I have a morbid imagination, I can’t help it. I played out this horrible scenario in which I couldn’t see the heads anymore, in which they had vanished. I got as far as the bit where I’m being sedated by the doctors and then driving home alone to an empty house and weeping over my ex-family’s scent on the clothes in the overflowing laundry basket. It’s an awful habit and I slapped myself on the wrist. Stop it. It’s a perfect day. All is well. They are together. Adrian would never let James drown. Pulled the ring-pull off the second G&T and sighed with pleasure.
‘Hi Mum,’ James padding up the beach.
‘Hi love. Want a drink?’ Not a G&T I hasten to add.
We sat and sipped, watched the waves.
‘No idea. I was getting cold so told him we should get out but he wanted to stay in.’

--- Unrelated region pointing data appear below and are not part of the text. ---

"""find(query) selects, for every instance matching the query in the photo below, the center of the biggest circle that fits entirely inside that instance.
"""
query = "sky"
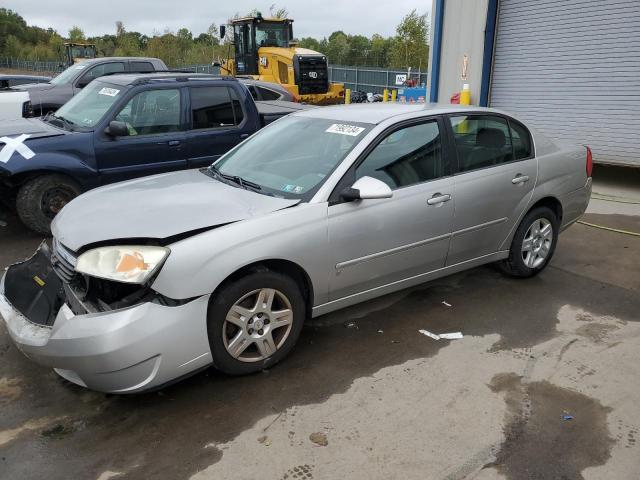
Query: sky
(311, 19)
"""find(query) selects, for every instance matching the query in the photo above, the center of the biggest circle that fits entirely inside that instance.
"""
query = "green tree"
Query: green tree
(410, 46)
(76, 34)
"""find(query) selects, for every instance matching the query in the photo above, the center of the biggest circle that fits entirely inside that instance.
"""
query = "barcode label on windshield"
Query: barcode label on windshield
(343, 129)
(112, 92)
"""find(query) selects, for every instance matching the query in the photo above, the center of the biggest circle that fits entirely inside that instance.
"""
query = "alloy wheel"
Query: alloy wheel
(257, 325)
(537, 243)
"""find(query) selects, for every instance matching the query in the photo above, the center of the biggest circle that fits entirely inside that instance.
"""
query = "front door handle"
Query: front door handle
(439, 198)
(520, 179)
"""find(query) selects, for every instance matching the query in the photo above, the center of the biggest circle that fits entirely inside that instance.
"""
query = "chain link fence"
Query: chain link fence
(368, 79)
(373, 79)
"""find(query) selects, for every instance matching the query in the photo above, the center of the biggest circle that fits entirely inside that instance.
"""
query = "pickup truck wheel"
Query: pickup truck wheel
(254, 322)
(40, 199)
(533, 244)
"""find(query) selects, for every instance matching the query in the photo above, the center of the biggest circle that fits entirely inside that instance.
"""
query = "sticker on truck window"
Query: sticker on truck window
(344, 129)
(112, 92)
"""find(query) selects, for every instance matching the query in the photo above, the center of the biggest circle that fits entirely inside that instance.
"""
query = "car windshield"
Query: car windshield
(291, 157)
(67, 75)
(88, 107)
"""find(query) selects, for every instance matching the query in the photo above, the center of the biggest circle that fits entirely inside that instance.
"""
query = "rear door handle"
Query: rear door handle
(520, 179)
(439, 198)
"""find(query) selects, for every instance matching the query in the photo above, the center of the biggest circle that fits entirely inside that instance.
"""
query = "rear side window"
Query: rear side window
(142, 67)
(152, 112)
(481, 141)
(522, 147)
(268, 94)
(211, 107)
(406, 157)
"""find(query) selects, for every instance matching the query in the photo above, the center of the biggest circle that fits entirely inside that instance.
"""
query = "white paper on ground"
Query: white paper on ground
(451, 336)
(429, 334)
(446, 336)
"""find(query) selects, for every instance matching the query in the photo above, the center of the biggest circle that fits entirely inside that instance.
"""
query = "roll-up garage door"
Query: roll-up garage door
(571, 68)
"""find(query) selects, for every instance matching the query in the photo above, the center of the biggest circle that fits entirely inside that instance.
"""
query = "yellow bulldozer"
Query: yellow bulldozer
(265, 50)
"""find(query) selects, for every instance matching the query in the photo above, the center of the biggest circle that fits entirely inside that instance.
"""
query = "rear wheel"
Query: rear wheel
(254, 322)
(40, 199)
(533, 244)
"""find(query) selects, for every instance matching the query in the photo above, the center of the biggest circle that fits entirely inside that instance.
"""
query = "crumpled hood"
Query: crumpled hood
(34, 127)
(159, 206)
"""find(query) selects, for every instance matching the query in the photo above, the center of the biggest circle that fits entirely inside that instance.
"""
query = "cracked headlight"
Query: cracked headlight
(129, 264)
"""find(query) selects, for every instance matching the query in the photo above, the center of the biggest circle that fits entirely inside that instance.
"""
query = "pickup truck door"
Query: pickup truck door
(156, 140)
(218, 123)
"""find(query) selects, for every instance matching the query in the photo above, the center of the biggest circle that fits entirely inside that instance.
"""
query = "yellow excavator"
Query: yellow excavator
(265, 50)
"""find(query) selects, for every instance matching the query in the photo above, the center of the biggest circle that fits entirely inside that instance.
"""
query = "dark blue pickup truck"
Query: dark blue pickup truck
(120, 127)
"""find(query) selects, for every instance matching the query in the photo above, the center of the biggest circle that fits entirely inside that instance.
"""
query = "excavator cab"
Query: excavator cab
(252, 33)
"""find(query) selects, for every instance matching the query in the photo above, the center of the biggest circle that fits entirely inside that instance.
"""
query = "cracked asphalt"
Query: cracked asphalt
(542, 386)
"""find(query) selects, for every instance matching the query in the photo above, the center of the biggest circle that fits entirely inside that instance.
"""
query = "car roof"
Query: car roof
(92, 61)
(159, 76)
(380, 111)
(22, 77)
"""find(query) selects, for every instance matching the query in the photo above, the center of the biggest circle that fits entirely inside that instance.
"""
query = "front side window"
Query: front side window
(152, 112)
(268, 94)
(88, 107)
(406, 157)
(481, 141)
(211, 107)
(293, 156)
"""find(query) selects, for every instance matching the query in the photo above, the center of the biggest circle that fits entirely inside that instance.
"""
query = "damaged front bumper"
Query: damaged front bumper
(125, 350)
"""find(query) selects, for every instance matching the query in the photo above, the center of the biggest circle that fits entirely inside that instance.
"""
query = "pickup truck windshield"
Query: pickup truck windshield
(67, 75)
(88, 107)
(292, 156)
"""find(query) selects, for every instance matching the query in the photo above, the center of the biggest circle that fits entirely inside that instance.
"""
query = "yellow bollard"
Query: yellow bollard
(465, 95)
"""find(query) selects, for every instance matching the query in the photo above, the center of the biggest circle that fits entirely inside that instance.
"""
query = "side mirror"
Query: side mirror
(117, 129)
(367, 188)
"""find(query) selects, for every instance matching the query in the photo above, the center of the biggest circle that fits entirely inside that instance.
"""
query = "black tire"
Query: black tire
(220, 305)
(41, 198)
(515, 264)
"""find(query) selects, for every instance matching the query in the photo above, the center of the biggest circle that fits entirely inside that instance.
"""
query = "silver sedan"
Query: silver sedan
(151, 280)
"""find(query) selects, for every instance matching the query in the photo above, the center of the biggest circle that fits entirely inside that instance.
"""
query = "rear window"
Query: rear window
(521, 138)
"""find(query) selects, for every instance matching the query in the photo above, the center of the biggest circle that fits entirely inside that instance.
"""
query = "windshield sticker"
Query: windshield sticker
(343, 129)
(112, 92)
(12, 145)
(292, 189)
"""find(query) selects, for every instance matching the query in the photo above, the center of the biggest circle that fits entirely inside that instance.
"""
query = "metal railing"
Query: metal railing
(373, 79)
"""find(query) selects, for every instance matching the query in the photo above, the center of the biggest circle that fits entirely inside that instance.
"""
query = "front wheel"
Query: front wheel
(254, 322)
(41, 198)
(533, 244)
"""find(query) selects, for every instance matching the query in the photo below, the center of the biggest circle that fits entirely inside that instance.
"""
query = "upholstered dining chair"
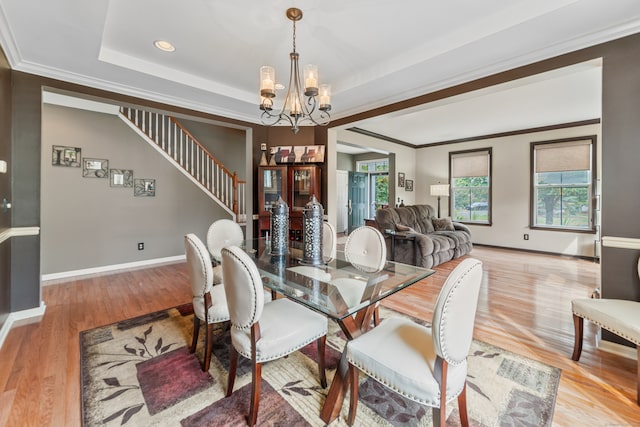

We both peered. No sign of a head. No sign of kicking feet. Just the far off rocks, waves crashing into them.
‘He’ll be fine, Mum.’
‘Of course he will.’ I will NOT succumb to neurotic obsessive behaviour.
Twenty minutes later he emerged, staggering up the beach. Gone was the cocky surf-god demeanour. He looked knackered – and shaken.
‘Hi love. Want a sausage?’
‘I nearly drowned.’
‘Ho ho, ho.’
‘I nearly DROWNED.’
James and I looked at each other.
Turns out he had been quietly snorkelling along, blithely disregarding all his own advice. Came up and didn’t know where he was – couldn’t see the beach. However hard he swam he felt himself being pulled out. Panicked. Swallowed water. Found the beach and called ‘Er, hi,’ in a very British embarrassed voice to some people on the shore. They didn’t hear. Swallowed more water and tried again.
People smiled and waved.
‘Er. Help.’ In a small voice.
‘What? Sorry, can’t hear you.’
‘Help.’ Still couldn’t bring himself to shout it.
At this point, he said, he was overcome with a sense of complete and utter unfairness. How totally ludicrous to drown within sight of a beach, with your wife and child merrily prodding the barbecue. He wondered if his body would be found, bloated and nibbled by fishes or whether we would go home leaving him in a watery grave.
‘Worse of all,’ he said. ‘I knew you wouldn’t do me a memorial.’
And then, just as he was saying his final goodbyes, looking wistfully at us far away, clinking cans, laughing totally unaware of his plight, he stopped trying to swim and put his feet down…..and (yup, you know what’s coming) touched the sandy bottom. Stood up, shook himself down and walked out perfectly alive and in a right palava.
Poor chap. Since we got back, he’s been telling everyone about his near-drowning and is very reproachful that I haven’t been more sympathetic. I would be, I really would – but somehow the comedy elements are too strong. Still, it’s a cautionary tale and just goes to show you CAN nearly drown in an inch of water. Oh, OK, three foot. But, serious voice now, DO take care.
Slightly insane footnote
Now this may seem a bit bonkers, given our ‘heatwave summer’ has collapsed into a soggy mess. But, ever optimistic, I’m going to offer you free suncream! Nivea have brought out a new pocket size children’s suncream (factor 30 and 50), designed to be popped into handbag or rucksack without weighing you down (or spilling all over the shop). The first ten people to click the link will be sent a free full-size sample (all Nivea ask in return is that you give some brief feedback on the product).
So, come on, let’s be optimistic eh? If we wear it, it will come (the sun). Maybe. No? Nah, I’m not sure either…..but what the heck. Click here and let's bring on summer:
PS - pic is James, not Adrian.......I may be cruel and heartless but I'm not THAT cruel and heartless.
PPS - Beth, if you're reading this, DON'T tell your Mum or Doris - you know they would be worrying themselves into early graves.